А миссис Чэндлер в этот момент отправилась делать прическу и маникюр, и, разумеется, Биллу никто не ответил. Сегодня утро вторника, а именно этим она занимается по утрам каждый вторник. Поэтому Билли достал свой ключ, который он сделал, сняв копию с оригинала. Это все равно что съесть конфетку «Сиз». Вы знаете, что это вредно, но стремление развернуть и съесть настолько сильнее стремления остановиться и подумать, оценить количество жира и холестерола или, как в данном случае, взвесить моральные аспекты. Раз подумав об этом, остановиться он уже не мог. Он был в пути, стремился к цели все дальше, полный вперед. Интересно, что Нина делает в его квартире, приведя Сида домой? Принимает душ?
Ключ в замке, и он открыл дверь.
Сид вылетел из кухни, промчался по холлу, развернулся, рванул обратно, потом опять в холл и назад. Как будто хотел прокричать: «Посмотрите на меня! Только взгляните! Я умею скакать по-настоящему! Я жеребец! Я тигр!»
Сафир стоял, уставившись в стену. Как будто думал: «Откройся, черт тебя побери, чтобы я мог выбраться отсюда». В последний раз, когда Билли навещал миссис Чэндлер, пес торчал ровно на том же месте. Когда Билли прикрыл за собой дверь, Сафир поднял голову и неуклюже проковылял навстречу. Какой уродец, подумал Билли. Он никогда не был любителем собак, но, почесывая Сафира за ухом и улыбаясь при виде этой самой большой на свете уродины, понял, что вполне мог бы им стать. Однако Сафир, который, оказывается, любил одиночество, как и его хозяйка, быстро устал от гостя и поплелся обратно к месту своих созерцаний. Билли последовал за ним.
Нина устремилась прямиком в спальню, где первым делом присела на кровать, низкую и стильную. Аккуратно застелена, серое покрывало мягкое и гладкое на ощупь. Неслышно работает кондиционер. Нина откинулась на спину, запрокинув лицо к потолку.
Было в этой комнате что-то такое, помимо факта, что он тут спал и еще бог весть чем занимался, хотя она вполне могла вообразить, чем именно.

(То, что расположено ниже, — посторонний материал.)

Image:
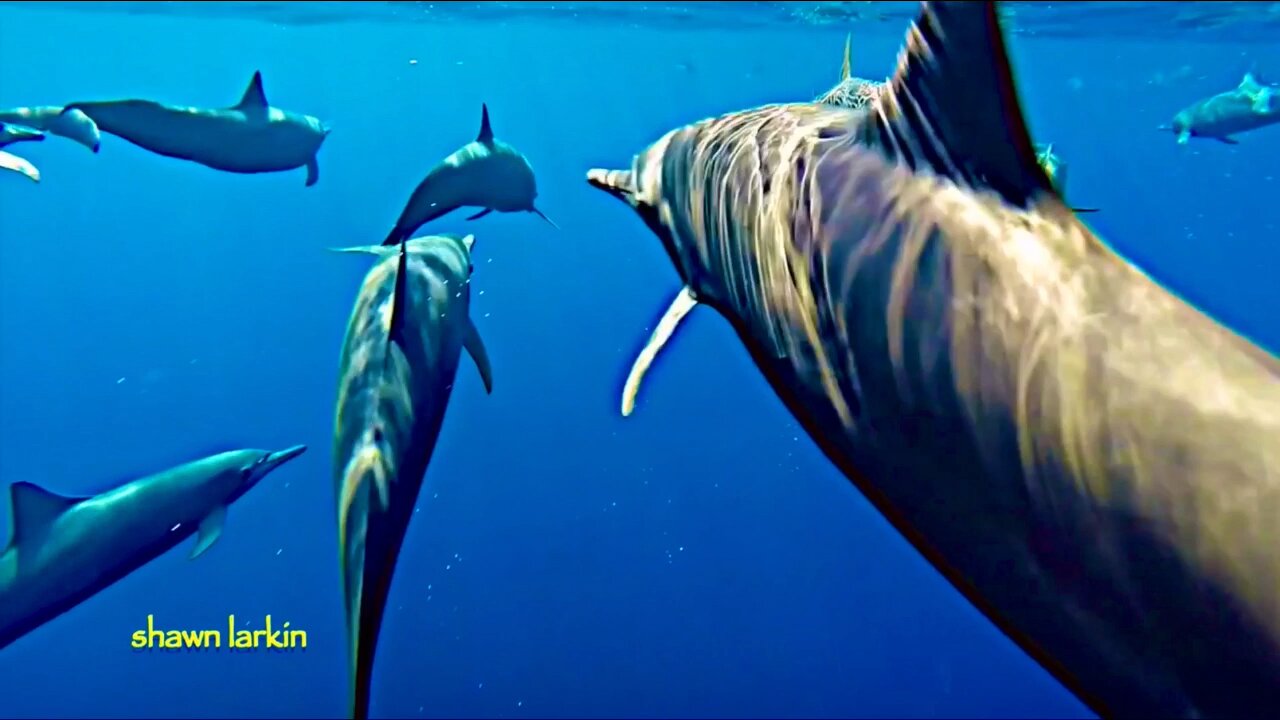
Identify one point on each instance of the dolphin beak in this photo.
(618, 183)
(277, 459)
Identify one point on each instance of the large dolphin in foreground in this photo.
(1249, 105)
(1092, 461)
(398, 364)
(484, 173)
(65, 550)
(247, 137)
(55, 119)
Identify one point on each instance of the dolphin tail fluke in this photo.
(479, 355)
(551, 222)
(676, 311)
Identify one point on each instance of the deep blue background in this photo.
(699, 559)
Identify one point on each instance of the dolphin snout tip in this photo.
(287, 454)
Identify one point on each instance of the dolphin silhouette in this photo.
(1091, 460)
(484, 173)
(247, 137)
(55, 121)
(1249, 105)
(65, 550)
(398, 364)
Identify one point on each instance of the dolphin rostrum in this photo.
(1055, 168)
(398, 365)
(484, 173)
(851, 91)
(1249, 105)
(53, 119)
(247, 137)
(1092, 461)
(65, 550)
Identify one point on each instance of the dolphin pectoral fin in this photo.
(210, 529)
(9, 162)
(676, 311)
(475, 349)
(551, 222)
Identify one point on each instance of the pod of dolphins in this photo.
(1088, 459)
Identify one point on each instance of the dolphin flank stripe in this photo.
(1087, 458)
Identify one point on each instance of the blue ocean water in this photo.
(698, 559)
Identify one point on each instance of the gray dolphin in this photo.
(13, 132)
(21, 165)
(851, 91)
(55, 121)
(1055, 168)
(484, 173)
(1091, 460)
(65, 550)
(1249, 105)
(400, 360)
(247, 137)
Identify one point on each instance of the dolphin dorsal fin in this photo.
(485, 136)
(254, 98)
(951, 106)
(846, 69)
(35, 510)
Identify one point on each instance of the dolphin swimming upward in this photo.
(247, 137)
(1092, 461)
(484, 173)
(65, 550)
(400, 360)
(1249, 105)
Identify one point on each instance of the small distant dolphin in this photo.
(484, 173)
(10, 162)
(1092, 461)
(12, 132)
(1055, 167)
(247, 137)
(400, 360)
(1249, 105)
(55, 121)
(851, 91)
(65, 550)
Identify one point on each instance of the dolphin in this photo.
(851, 91)
(1249, 105)
(65, 550)
(1055, 168)
(400, 360)
(10, 162)
(484, 173)
(247, 137)
(12, 132)
(1089, 459)
(55, 121)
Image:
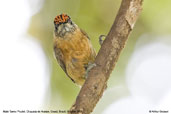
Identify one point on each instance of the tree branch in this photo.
(107, 57)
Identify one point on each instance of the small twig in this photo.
(107, 57)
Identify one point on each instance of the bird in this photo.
(73, 49)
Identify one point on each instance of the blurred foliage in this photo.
(95, 17)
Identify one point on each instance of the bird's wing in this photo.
(84, 33)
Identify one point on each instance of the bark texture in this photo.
(107, 57)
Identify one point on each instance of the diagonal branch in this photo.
(107, 57)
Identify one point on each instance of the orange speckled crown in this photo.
(63, 18)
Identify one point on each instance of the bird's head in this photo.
(63, 24)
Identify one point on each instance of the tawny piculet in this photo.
(73, 49)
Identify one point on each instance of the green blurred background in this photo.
(95, 17)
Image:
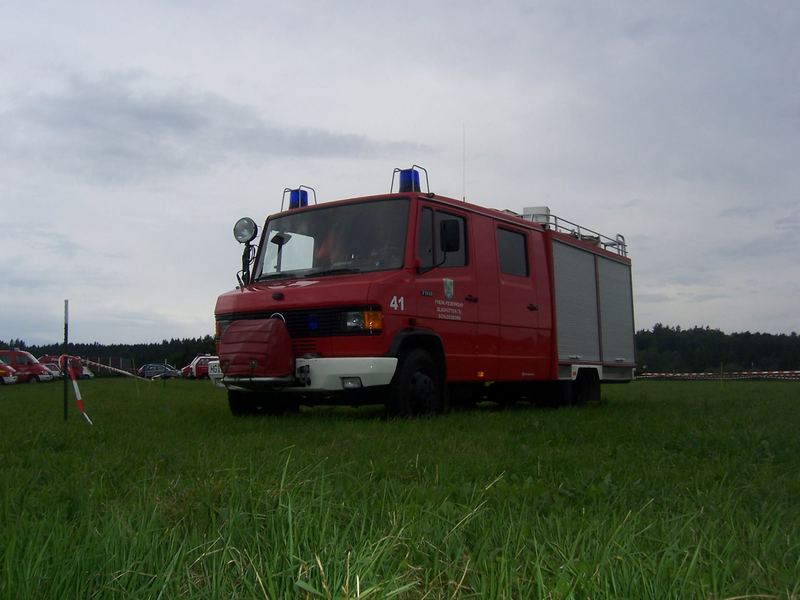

Да, она была стильной — эдакий дзэнский шик Калвина Клайна, как и ванная, — но вместе с тем и холодной. Ни одного уютного, домашнего или просто неожиданного предмета. Фотографии на стене довольно симпатичные, но их явно отбирали не по велению сердца. Единственными по-настоящему живыми были его фото на столе в углу. Возможно, все парни такие, подумала она, как вдруг почувствовала на колене влажное прикосновение языка. Не успев понадеяться, что это Дэниел, она тут же поняла, что это, конечно же, Сид.
В гардеробной она сняла футболку с вешалки и приложила к себе. Большая. Приятно большая. Восхитительно большая. Потянула носом и — о Господи! — почувствовала себя наркоманкой, но, ох, это же так волшебно! Она понюхала еще раз и попыталась сохранить запах глубоко в памяти, чтобы можно было припомнить его в любое время, в любом месте, но особенно когда она останется одна в постели сегодня вечером.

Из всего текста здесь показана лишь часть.